31 - Desde então e até, pelo menos, ao mês de Abril de 2009, só se deslocava em cadeira de rodas.

32 - A partir de abril de 2009 só se conseguia movimentar com a ajuda de terceiros ou com canadianas.

33 - Por força das lesões sofridas no acidente, a Autora ficou afetada de sequelas de carácter permanente, nomeadamente:

- cicatriz na zona da face externa do 1/3 distal da coxa, com 21 cm;

- cicatriz arciforme, com 8 cm na região frontal;

- cicatriz, com 2 cm, no mento;

- cicatriz, com 1 cm, na região orbitaria esquerda;

- flexo do joelho de 20 graus;

- rigidez articular do joelho direito na flexão de 70º.

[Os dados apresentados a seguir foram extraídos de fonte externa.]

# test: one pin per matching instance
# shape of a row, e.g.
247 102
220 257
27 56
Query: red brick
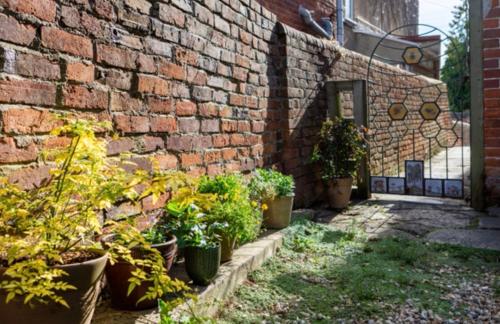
220 140
163 124
236 99
27 92
491 63
76 96
238 139
188 125
152 143
208 110
229 126
104 8
43 9
214 169
166 161
70 16
56 142
243 126
36 66
12 31
131 124
229 154
171 15
160 105
185 108
190 159
28 121
146 63
60 40
183 55
120 145
212 156
173 71
80 71
115 56
30 177
258 126
153 84
210 126
196 77
240 73
122 101
10 152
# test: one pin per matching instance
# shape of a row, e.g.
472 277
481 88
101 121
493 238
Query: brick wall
491 53
309 63
204 86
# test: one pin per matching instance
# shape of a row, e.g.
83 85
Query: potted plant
234 207
51 262
276 191
185 210
202 252
339 151
150 256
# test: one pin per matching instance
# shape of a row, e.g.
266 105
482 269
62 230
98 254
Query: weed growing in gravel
322 274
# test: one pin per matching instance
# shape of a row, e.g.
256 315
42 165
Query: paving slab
494 211
247 258
483 239
489 223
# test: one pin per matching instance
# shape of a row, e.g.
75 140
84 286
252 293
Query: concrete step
483 239
490 223
246 259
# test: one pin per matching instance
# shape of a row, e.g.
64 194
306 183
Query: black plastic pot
202 263
85 276
118 274
227 245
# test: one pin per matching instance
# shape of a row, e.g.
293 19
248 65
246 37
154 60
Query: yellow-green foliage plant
62 220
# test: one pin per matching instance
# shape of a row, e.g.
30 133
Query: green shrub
340 149
268 184
232 206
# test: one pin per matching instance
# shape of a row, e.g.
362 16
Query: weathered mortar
201 85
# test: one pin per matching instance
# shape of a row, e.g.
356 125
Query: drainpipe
326 30
340 21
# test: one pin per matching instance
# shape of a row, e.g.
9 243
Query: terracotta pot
227 248
339 192
278 212
85 276
202 263
118 274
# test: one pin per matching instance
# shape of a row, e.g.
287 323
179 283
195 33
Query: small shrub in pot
338 153
276 191
234 207
51 260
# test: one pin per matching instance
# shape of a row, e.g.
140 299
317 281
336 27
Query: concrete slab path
435 219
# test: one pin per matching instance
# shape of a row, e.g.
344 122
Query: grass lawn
322 275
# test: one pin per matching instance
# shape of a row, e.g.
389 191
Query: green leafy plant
205 235
60 221
267 184
232 206
340 149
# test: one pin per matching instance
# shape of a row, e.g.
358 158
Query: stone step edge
232 274
246 259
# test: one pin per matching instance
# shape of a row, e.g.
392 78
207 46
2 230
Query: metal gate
417 143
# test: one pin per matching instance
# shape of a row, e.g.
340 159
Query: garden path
436 219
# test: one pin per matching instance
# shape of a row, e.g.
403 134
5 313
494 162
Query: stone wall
204 86
309 63
491 83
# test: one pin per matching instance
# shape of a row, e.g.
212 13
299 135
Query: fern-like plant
59 222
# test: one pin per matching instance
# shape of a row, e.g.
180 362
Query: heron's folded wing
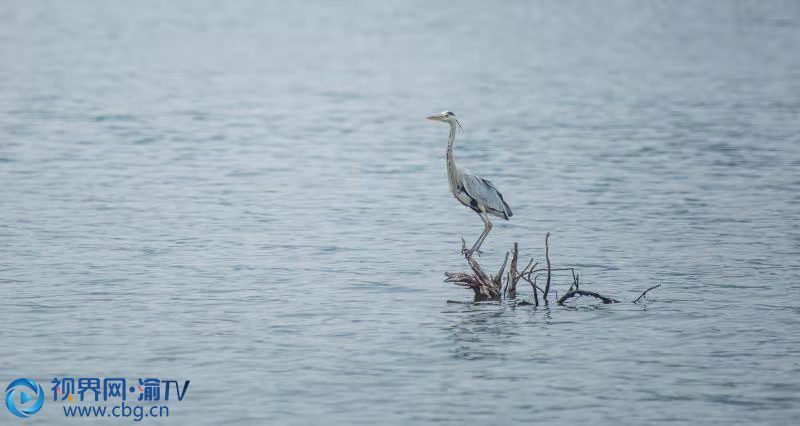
486 194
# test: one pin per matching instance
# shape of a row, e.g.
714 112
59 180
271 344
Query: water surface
247 195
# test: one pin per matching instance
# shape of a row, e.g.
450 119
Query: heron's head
446 116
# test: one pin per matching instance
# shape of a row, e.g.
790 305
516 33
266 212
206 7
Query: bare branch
573 293
547 257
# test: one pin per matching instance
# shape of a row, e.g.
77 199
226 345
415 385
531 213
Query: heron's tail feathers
508 211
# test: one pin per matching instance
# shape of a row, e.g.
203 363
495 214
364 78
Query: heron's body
471 190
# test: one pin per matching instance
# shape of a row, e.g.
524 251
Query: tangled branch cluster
504 284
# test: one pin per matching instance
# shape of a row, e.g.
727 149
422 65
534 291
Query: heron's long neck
452 169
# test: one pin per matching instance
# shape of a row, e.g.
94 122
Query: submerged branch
491 287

34 - As sequelas referidas em 33 representam para a Autora um défice funcional permanente da sua integridade físico-psíquica de, pelo menos, 26 pontos.

35 - Essa desvalorização reduz a capacidade de trabalho da Autora e tem vindo a agravar-se.

36 - Causa-lhe dificuldades no dia-a-dia.

37 - À data do acidente a Autora era trabalhadora por conta de outrem numa empresa têxtil denominada FF, Lda em …, exercendo as funções próprias da categoria profissional de ….

38 - Auferia €450 de vencimento e €82,50 de subsídio de alimentação.

39 - Descontava mensalmente €49,50 para a Segurança Social.

40 - O não pagamento dos descontos obrigatórios para a Segurança Social prejudica a carreira contributiva da Autora, sobretudo a reforma.

41 - A Autora despendeu:

- €285, em sessões de fisioterapia;

- €285, em cinco consultas médicas da especialidade de ortopedia;

- €120, na instituição hospitalar aquando da cirurgia de 5 de Janeiro de 2010, a título de diferença de enfermaria para quarto e dormida do marido que ali compareceu a acompanhá-la antes, durante e após a operação.

42 - A Autora despendeu um total de €110,05 nas deslocações ao Centro de Saúde para ser consultada e medicada pela médica de família, aos serviços clínicos da Ré e aos médicos de especialidade para apuramento das lesões.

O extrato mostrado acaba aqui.